Задав еще несколько вопросов и убедившись, что перед ней сидит действительно доверенный Серова, Устя кивнула головой:
— Да, я — Маруся. Что же из того?
— В Уральске вам оставаться нельзя.
— Я и не собираюсь.
— У вас есть на будущее какой-либо план?
— Н-нет.
— А что вы скажете, если мы предложим вам снова принять отряд? Надвигаются крупные события, большевизм доживает последние дни. В стране голод, недовольство продразверсткой. Не сегодня-завтра восстанут Самара, Саратов, Тамбов, Ярославль, Кронштадт. На Дону уже вспыхнуло восстание, Заволжье на очереди…
Устя ломала пальцы.
— Не тянет меня Марусино обличье, — наконец призналась она.
— Печально!.. Но тогда, может быть, вы согласитесь работать разведчицей? Это — идея, — оживился гость. — Я слышал, что ваш муж формирует эскадрон особого назначения. Находясь при муже, вы сможете снабжать нас отличной информацией. Верно?.. Относительно Грызлова не беспокойтесь! Едва ли он донес на вас (во всяком случае, мы это проверим и, разумеется, примем меры, чтобы этого не случилось в дальнейшем).
— Только не это! Я не хочу, — вырвалось у Усти.
— Почему? Мужу вы не повредите, а нам…
— Нет, нет! Не говорите!
Тот нахмурился.
— В таком случае что ж? Надеюсь, вы понимаете, что отказ от борьбы с большевиками означает измену, предательство и… — человек красноречиво щелкнул пальцами.

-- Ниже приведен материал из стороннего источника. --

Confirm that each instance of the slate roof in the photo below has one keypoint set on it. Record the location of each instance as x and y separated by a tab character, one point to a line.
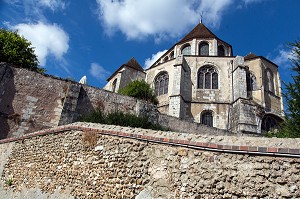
250	56
132	63
200	31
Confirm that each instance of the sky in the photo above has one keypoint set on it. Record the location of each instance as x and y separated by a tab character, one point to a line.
95	37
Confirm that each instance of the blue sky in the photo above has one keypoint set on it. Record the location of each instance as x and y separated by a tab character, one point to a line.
95	37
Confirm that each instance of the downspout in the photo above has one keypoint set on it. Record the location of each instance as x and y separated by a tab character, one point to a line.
232	93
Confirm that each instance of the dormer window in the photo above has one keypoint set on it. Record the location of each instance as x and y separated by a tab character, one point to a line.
203	49
221	51
186	50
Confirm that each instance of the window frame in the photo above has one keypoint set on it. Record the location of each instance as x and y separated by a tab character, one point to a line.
207	78
207	118
184	47
201	45
161	83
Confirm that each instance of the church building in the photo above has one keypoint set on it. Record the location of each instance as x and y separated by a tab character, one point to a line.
199	79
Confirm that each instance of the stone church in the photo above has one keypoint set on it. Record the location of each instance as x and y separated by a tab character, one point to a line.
199	79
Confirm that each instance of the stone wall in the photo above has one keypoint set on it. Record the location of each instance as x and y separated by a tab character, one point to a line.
102	161
30	101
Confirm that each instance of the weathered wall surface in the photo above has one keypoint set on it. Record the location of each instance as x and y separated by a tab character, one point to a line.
107	166
30	101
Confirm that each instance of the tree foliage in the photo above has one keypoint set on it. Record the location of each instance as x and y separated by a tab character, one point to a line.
16	50
291	126
141	90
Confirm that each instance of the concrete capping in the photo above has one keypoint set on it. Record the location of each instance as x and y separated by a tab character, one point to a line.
253	150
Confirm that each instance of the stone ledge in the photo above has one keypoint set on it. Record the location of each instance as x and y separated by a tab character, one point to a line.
141	135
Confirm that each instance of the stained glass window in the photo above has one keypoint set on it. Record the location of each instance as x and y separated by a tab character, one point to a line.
269	81
161	84
207	118
186	50
204	49
207	78
221	51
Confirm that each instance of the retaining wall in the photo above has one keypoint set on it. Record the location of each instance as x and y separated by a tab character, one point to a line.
101	161
30	101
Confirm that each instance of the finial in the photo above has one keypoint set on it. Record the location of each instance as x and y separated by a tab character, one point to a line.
201	16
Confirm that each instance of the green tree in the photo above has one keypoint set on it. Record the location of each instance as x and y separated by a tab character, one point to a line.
16	50
291	126
141	90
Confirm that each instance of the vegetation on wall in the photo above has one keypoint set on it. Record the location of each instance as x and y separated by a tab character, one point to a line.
121	119
16	50
140	90
291	126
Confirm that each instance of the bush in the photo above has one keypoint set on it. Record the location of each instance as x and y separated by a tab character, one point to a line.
121	119
17	50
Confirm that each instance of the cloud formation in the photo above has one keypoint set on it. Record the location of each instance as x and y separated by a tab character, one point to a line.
154	57
98	72
283	58
138	19
35	8
47	39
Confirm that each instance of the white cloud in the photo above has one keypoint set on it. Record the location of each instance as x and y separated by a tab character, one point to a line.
35	8
150	61
141	18
52	4
47	39
213	10
283	57
98	71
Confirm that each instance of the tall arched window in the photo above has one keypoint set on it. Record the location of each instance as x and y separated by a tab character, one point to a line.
114	85
221	51
172	55
269	80
251	81
161	83
207	118
203	49
207	78
186	50
166	58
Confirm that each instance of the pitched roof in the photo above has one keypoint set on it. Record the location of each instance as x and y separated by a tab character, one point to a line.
132	63
200	31
251	56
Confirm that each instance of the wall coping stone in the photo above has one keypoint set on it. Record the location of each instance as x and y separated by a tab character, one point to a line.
271	146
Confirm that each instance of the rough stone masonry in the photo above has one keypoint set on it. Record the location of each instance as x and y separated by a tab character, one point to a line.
87	164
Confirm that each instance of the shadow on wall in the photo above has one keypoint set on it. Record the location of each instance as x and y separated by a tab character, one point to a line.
8	118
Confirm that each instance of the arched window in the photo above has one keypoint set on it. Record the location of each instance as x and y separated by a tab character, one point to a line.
251	81
166	58
114	85
203	49
221	51
172	55
186	50
269	122
269	80
161	83
207	78
207	118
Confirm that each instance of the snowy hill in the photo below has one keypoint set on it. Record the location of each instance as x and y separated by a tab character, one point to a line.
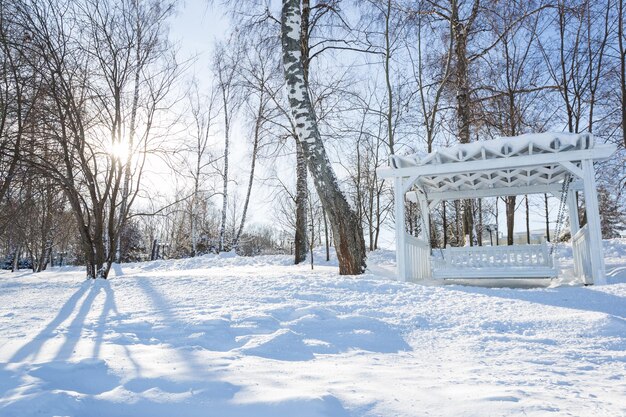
230	336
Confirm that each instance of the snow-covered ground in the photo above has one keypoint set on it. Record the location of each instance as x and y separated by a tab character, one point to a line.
229	336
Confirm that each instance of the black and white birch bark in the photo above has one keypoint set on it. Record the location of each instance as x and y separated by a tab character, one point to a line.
347	231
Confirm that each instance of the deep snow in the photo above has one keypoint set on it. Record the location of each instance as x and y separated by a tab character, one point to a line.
229	336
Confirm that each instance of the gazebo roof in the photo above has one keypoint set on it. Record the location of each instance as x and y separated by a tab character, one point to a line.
526	164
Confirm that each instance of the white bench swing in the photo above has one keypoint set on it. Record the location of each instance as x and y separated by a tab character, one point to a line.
556	163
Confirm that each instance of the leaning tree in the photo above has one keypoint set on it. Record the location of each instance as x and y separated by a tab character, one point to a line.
347	230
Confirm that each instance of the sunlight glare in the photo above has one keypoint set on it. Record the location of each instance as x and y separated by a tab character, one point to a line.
119	150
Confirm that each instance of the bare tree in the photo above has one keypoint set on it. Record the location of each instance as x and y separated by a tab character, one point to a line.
347	231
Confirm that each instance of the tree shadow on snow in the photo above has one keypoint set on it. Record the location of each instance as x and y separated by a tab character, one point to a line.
32	348
577	298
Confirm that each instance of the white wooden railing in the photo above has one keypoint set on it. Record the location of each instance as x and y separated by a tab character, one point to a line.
524	261
495	256
582	259
417	258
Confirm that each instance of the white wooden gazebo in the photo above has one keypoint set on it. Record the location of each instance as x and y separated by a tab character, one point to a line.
527	164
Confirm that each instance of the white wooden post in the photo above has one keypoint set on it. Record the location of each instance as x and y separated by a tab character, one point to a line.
425	215
400	229
572	207
574	226
593	221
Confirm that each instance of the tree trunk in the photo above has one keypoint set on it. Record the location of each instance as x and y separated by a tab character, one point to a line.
300	241
347	231
225	186
255	147
622	62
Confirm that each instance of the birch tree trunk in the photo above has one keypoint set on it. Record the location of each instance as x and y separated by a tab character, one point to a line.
622	65
347	231
300	240
257	133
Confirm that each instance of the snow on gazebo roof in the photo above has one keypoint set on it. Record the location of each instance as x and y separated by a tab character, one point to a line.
531	163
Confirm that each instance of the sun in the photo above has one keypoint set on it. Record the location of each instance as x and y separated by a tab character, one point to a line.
119	150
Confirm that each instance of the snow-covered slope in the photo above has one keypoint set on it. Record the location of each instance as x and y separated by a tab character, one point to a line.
229	336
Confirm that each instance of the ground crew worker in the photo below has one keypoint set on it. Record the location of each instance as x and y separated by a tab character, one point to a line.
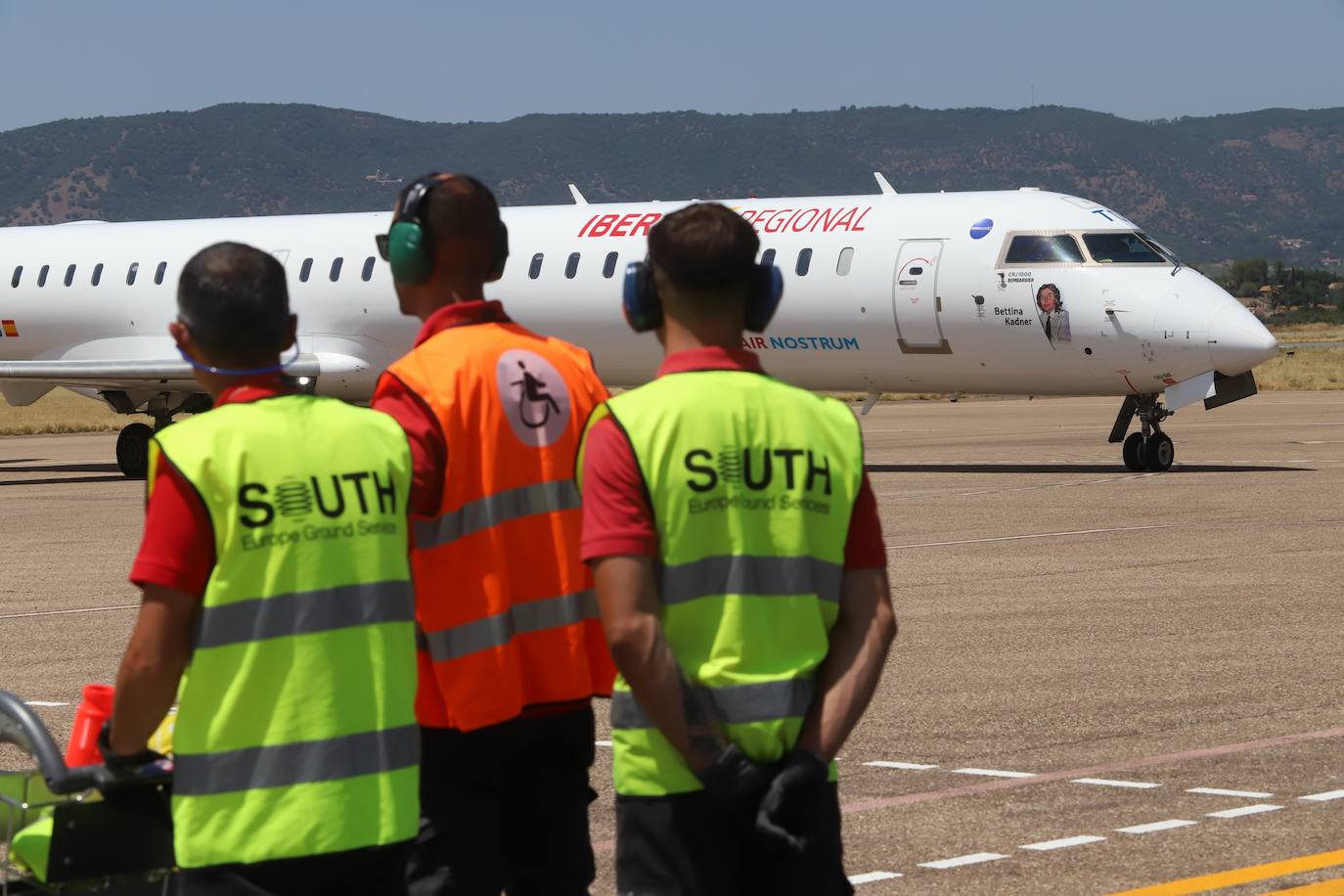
277	590
513	650
742	582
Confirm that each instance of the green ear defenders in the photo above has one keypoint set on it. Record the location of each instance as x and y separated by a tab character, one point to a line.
409	248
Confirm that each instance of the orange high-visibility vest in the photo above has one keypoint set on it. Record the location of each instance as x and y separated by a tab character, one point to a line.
506	607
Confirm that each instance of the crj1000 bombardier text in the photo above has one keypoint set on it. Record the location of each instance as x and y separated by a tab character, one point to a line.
1017	293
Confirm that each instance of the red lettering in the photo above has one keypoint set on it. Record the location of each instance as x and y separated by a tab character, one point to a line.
797	220
644	223
781	216
604	226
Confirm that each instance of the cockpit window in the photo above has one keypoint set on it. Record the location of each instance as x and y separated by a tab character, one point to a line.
1043	248
1122	248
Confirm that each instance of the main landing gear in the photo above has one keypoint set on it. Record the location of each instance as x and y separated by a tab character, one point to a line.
1149	449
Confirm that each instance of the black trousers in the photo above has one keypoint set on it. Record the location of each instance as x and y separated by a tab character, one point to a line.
506	809
359	872
685	845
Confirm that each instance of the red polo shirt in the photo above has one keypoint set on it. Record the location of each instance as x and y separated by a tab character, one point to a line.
617	517
178	550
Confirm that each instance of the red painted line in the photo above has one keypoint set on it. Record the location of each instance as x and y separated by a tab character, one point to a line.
906	799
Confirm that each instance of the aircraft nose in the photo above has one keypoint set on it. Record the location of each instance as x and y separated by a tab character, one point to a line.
1238	341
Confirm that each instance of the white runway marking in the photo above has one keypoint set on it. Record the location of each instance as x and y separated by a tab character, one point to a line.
1218	791
1243	810
1156	825
1063	842
1328	794
908	766
62	612
1107	782
873	876
973	859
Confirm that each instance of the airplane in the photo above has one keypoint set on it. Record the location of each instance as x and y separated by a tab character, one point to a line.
1010	291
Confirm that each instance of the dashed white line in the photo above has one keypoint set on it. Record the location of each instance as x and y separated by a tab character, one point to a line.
1063	842
1156	825
908	766
1109	782
973	859
1328	794
1243	810
873	876
994	773
1219	791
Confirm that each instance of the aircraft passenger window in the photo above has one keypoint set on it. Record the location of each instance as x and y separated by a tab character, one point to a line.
804	262
844	261
1122	248
1052	248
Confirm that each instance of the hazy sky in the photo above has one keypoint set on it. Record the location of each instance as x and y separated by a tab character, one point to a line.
493	61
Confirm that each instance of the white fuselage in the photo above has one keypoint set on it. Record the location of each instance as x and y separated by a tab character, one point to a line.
902	293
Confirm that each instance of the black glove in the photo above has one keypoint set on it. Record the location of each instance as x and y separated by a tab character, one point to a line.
122	766
790	808
737	784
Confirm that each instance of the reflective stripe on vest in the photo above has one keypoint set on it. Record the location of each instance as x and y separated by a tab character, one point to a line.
297	708
753	484
504	605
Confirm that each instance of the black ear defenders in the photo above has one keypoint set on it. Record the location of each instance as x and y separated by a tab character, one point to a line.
644	309
409	251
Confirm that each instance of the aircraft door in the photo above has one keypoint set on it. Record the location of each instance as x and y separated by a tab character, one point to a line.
915	295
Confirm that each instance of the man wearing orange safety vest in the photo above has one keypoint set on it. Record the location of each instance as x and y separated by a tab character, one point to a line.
511	650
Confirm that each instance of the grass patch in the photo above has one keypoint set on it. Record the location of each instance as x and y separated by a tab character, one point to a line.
1303	368
60	411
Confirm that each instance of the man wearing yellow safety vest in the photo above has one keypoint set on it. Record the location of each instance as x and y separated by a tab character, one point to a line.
742	583
277	593
511	650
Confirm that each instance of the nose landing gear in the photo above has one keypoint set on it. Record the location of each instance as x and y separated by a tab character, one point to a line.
1149	449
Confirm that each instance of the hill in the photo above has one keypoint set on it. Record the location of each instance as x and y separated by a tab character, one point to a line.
1265	183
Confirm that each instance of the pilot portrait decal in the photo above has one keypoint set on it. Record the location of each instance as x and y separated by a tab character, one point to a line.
1053	317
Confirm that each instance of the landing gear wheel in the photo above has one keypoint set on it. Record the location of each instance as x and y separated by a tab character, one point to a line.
1159	452
1133	453
133	450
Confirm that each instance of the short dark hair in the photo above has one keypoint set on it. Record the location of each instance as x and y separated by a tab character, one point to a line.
704	248
236	302
461	211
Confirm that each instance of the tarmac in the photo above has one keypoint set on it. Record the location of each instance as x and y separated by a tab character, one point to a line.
1103	680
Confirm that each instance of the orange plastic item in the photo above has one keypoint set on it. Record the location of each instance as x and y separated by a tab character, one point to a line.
94	709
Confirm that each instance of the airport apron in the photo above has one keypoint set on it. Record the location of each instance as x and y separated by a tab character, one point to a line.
753	484
295	731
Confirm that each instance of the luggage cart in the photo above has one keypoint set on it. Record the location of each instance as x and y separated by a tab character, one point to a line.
108	833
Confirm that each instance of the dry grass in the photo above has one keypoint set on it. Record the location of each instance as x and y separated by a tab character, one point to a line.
1304	368
58	411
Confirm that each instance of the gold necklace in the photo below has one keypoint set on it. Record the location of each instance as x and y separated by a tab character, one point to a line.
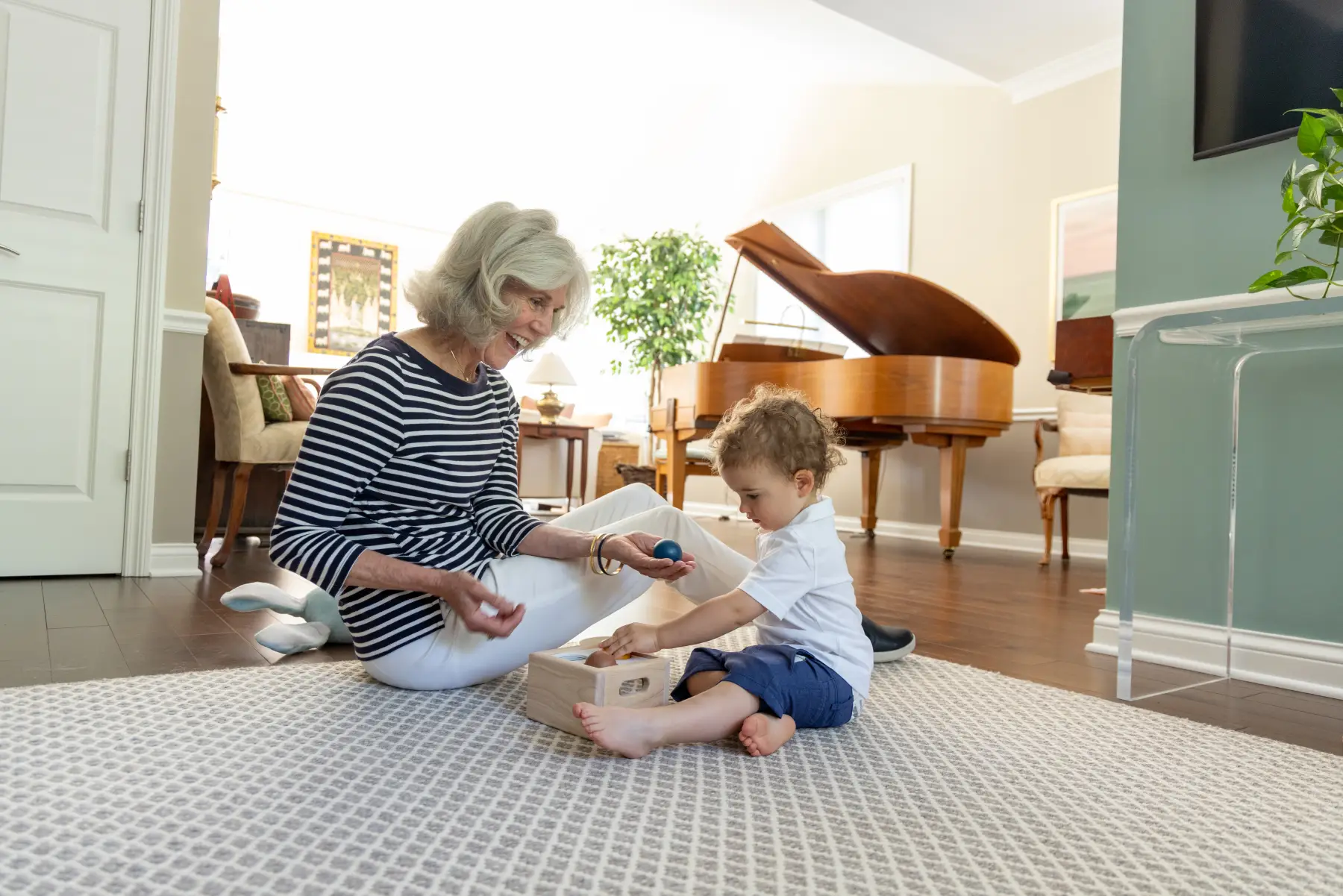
463	377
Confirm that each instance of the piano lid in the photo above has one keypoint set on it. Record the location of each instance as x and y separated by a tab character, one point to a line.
881	312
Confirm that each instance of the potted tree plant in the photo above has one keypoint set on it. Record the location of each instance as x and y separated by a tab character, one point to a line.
1312	199
657	296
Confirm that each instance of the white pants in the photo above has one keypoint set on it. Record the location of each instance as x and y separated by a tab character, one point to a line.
562	597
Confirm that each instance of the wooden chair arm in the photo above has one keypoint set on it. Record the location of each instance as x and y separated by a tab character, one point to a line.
278	370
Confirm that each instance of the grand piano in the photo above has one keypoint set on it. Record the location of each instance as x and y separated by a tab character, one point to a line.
939	374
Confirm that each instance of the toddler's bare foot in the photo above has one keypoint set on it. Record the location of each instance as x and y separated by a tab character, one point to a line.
630	733
763	734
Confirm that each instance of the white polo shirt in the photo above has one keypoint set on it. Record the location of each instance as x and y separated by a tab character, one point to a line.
804	583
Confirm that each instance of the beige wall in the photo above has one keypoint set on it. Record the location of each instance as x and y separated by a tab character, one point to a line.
985	175
179	398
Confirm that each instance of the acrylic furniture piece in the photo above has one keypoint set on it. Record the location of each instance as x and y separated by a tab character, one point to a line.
1232	500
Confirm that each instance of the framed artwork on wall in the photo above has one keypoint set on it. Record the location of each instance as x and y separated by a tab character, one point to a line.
351	293
1081	281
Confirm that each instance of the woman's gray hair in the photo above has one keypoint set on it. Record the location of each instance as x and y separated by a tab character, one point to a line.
497	249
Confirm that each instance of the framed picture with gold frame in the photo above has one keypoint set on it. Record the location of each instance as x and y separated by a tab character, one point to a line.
351	293
1081	261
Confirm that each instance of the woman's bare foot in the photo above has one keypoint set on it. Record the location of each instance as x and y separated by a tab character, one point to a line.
763	734
630	733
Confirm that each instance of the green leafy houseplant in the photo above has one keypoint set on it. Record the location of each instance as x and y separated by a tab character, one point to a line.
1312	198
656	296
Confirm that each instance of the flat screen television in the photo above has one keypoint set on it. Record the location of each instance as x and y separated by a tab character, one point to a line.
1253	60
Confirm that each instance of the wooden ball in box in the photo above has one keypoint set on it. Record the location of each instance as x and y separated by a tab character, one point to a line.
559	679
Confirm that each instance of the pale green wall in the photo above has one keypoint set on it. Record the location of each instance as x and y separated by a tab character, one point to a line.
1189	230
1186	229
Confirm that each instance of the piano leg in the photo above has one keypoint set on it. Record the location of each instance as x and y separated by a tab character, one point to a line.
953	485
871	481
951	451
676	461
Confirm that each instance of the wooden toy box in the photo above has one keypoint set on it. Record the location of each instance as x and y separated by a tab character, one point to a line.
559	679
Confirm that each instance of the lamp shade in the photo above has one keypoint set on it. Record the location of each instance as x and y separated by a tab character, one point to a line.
550	370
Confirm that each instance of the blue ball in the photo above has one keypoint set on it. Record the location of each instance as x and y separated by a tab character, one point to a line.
666	550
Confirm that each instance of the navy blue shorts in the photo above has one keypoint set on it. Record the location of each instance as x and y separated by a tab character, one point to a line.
786	680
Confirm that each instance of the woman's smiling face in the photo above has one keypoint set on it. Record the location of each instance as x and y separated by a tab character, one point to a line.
535	322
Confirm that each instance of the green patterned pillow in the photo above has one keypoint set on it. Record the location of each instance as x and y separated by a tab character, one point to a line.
275	399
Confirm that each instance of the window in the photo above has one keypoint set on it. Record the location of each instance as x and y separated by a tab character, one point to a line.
861	226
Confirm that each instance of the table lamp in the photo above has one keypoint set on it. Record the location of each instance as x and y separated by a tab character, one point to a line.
550	371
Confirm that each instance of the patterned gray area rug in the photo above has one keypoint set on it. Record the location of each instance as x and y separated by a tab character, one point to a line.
313	780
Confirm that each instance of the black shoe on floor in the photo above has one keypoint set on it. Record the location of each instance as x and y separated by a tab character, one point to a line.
888	642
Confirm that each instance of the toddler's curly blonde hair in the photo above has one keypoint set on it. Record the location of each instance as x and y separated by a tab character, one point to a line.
778	427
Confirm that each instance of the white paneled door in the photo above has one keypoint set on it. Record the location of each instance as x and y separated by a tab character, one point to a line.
73	85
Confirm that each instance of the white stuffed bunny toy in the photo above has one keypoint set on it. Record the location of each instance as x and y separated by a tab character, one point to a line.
322	617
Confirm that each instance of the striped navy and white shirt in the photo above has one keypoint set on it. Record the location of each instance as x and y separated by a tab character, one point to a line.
403	458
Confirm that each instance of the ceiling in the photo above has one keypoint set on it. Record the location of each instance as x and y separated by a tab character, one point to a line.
997	40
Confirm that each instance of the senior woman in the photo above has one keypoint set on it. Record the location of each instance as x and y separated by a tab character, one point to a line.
404	501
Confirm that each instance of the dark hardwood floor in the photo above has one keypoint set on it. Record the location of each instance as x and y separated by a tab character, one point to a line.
986	609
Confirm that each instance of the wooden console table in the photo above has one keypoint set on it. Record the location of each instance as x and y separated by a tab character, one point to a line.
571	434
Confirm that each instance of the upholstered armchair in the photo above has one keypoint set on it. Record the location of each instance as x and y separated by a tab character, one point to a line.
1083	463
243	438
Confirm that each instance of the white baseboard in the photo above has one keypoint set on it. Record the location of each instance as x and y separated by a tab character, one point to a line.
995	539
175	560
1276	660
183	322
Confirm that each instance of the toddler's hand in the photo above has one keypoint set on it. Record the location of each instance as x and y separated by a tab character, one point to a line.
633	639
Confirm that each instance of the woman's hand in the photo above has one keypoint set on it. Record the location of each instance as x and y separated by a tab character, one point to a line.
633	639
468	598
636	551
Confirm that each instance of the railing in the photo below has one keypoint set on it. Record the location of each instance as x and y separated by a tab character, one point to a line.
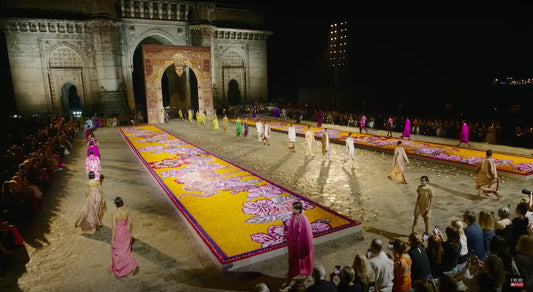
151	9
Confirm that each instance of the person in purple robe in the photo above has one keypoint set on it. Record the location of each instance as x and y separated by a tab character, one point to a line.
92	146
362	125
390	126
299	235
407	129
245	123
463	135
254	114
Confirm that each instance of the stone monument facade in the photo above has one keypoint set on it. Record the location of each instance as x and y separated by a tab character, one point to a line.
80	56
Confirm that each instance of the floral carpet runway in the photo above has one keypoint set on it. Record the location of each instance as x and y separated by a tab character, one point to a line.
237	214
512	164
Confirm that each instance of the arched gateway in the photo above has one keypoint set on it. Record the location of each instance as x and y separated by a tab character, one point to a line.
93	52
156	60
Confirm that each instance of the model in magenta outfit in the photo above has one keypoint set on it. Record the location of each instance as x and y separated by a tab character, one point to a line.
362	125
463	135
299	234
407	129
123	262
95	150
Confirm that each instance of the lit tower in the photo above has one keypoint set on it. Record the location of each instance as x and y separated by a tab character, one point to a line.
338	41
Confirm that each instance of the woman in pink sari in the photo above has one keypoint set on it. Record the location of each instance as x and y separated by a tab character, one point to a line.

Устя побледнела. Она была, как в тяжелом сне. На мгновение представились: снова камыши, скитания, кровь, бессмысленные убийства, насилия, грабежи. И от этого не уйдешь, не спрячешься, сквозь землю не провалишься. Неужели нельзя быть просто женщиной и жить для себя?! Устинья до крови закусила губу. Черты лица исказились таким отчаянием, что доверенному Серова стало ее жаль.